After reading THE DEMONOLOGIST, I came away not exactly wowed by that bestselling book but interested in the author. I picked up THE ONLY CHILD, which offered a similarly intriguing premise, and came away with the same mix of likes and dislikes.
In THE ONLY CHILD, Dr. Lily Dominick, a New York forensic psychologist, deals with the worst of the worst criminals. She feels at home here, in this institution, as she’s always been estranged from other people. This is because her mother was murdered when she was a child by what may have been a monster.
When a man comes before her claiming to be the inspiration behind literary monsters like Dracula and Frankenstein, she considers him a charismatic but ultimately violently insane criminal. Then he claims to be her father. When he breaks out out of prison, Lily gives chase to learn what he has to tell her about her mother and the night of mom’s murder.

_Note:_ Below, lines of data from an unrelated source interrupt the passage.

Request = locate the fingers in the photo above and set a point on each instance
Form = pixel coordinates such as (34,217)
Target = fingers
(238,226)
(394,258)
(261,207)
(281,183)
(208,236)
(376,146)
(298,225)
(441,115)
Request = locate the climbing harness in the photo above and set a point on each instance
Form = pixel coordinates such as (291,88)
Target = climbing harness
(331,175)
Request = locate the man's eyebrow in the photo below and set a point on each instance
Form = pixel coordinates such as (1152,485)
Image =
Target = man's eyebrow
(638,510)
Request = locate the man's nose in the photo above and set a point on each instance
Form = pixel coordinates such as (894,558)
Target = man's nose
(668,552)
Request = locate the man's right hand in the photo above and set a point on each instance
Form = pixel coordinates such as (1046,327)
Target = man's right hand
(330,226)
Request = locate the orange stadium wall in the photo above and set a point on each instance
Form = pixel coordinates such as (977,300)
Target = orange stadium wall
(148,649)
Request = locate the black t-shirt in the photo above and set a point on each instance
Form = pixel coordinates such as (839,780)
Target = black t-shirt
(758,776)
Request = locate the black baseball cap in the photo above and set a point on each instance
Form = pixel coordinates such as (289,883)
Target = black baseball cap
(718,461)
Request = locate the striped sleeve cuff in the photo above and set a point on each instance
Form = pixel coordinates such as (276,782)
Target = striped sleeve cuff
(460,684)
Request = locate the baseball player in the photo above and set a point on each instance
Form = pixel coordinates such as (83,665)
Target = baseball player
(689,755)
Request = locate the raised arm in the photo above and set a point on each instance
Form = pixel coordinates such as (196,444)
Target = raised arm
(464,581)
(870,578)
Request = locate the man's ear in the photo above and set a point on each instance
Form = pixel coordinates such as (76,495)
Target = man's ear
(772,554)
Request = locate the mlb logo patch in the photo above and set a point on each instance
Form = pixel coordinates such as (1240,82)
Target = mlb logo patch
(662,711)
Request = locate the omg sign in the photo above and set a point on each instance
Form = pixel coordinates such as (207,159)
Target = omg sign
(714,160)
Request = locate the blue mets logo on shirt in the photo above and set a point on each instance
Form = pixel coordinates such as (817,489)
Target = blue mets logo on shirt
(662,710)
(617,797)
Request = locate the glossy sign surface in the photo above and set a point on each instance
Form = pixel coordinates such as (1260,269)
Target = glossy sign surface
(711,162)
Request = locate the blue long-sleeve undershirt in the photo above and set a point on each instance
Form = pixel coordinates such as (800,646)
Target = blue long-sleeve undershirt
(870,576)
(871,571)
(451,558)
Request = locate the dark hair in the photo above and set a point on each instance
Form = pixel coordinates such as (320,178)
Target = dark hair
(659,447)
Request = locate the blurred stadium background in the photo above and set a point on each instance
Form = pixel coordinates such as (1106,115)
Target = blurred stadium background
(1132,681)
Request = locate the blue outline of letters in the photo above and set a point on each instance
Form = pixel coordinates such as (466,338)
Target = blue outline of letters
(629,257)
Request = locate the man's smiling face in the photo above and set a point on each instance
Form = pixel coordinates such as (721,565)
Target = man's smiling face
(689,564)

In some ways, THE ONLY CHILD is similar to THE DEMONOLOGIST. Protagonist with a dark side who can’t relate to other people is forced into a chase by a monstrous antagonist. Enter a third party that wants to capture the monster and is willing to kill her. The book seems to be constructed one chapter something happens, the next chapter Lily ruminates on it. The plotting and structure is as set up for a bestseller as you can get (think Dan Brown), though this novel did not achieve the sales THE DEMONOLOGIST enjoyed.
Pyper occasionally delivers riveting horror sequences, but for this reader the lack of a likeable protagonist diffused the tension. As with THE DEMONOLOGIST, I felt the protagonist was too emotionally distanced for me to fully engage. Lily also changes her mind frequently, makes bad decisions, and alternates between being terrified and in lust with the monster. The big reveals at the end only reinforced this for me. The monster, meanwhile, is intriguing but completely unsympathetic, being a brutal sadist.
So I liked it. It’s a good book, and Pyper should be applauded for his success, but as with THE DEMONOLOGIST, while I liked it, I didn’t love it. I just need that protagonist I can relate to and root for.